Nicaragua Braces for Catastrophic Damage as Category 4 Hurricane Eta Nears Landfall


Staff member
Oct 7, 2008

Rescue working in a flooded area due to Hurricane Eta, in Tela, Honduras, on Monday.

Eta, a powerful Category 4 hurricane, continued to gain strength as it neared the Caribbean coast of Nicaragua, where it was expected to make landfall early Tuesday, the National Hurricane Center in Miami said.

As of 10 p.m. Eastern on Monday, the storm was about 45 miles east of Puerto Cabezas, a Nicaraguan port town, and had maximum sustained winds of 150 miles per hour. The storm was moving west-southwest at about 7 miles per hour.

“Life-threatening storm surge, catastrophic winds, flash flooding and landslides expected across portions of Central America,” an advisory from the Hurricane Center said.

A hurricane warning was in effect for a stretch of the Nicaraguan coast from the border with Honduras in the north to Sandy Bay Sirpi.

The storm was expected to move over northern Nicaragua through Wednesday night and then across central portions of Honduras on Thursday, losing strength as it leaves the Caribbean behind, the Hurricane Center said.

In addition to catastrophic wind damage, forecasters said the hurricane could dump as much as 25 inches of rain on much of Nicaragua and Honduras, with volumes reaching 35 inches in some locations. Eastern Guatemala and Belize were expected to receive between 10 and 20 inches, while portions of Panama and Costa Rica could see between 10 and 15 inches.

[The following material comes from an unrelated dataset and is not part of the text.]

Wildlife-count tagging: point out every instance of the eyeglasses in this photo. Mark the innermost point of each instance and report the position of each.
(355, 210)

Forecasters also warned of a storm surge of as much as 21 feet above normal tide levels along the Nicaragua coast, and swells causing “life-threatening surf and rip current conditions” along the Caribbean coast in Central America and the Yucatán Peninsula of Mexico.

Eta is the 28th named storm — and the 12th hurricane — in the Atlantic hurricane season, tying a record for most named storms set in 2005.

Only three other Atlantic hurricane seasons on record have had at least 12 hurricanes: 1969 (12 hurricanes); 2005 (15 hurricanes); and 2010 (12 hurricanes), said Philip Klotzbach, a research scientist at Colorado State University in Fort Collins.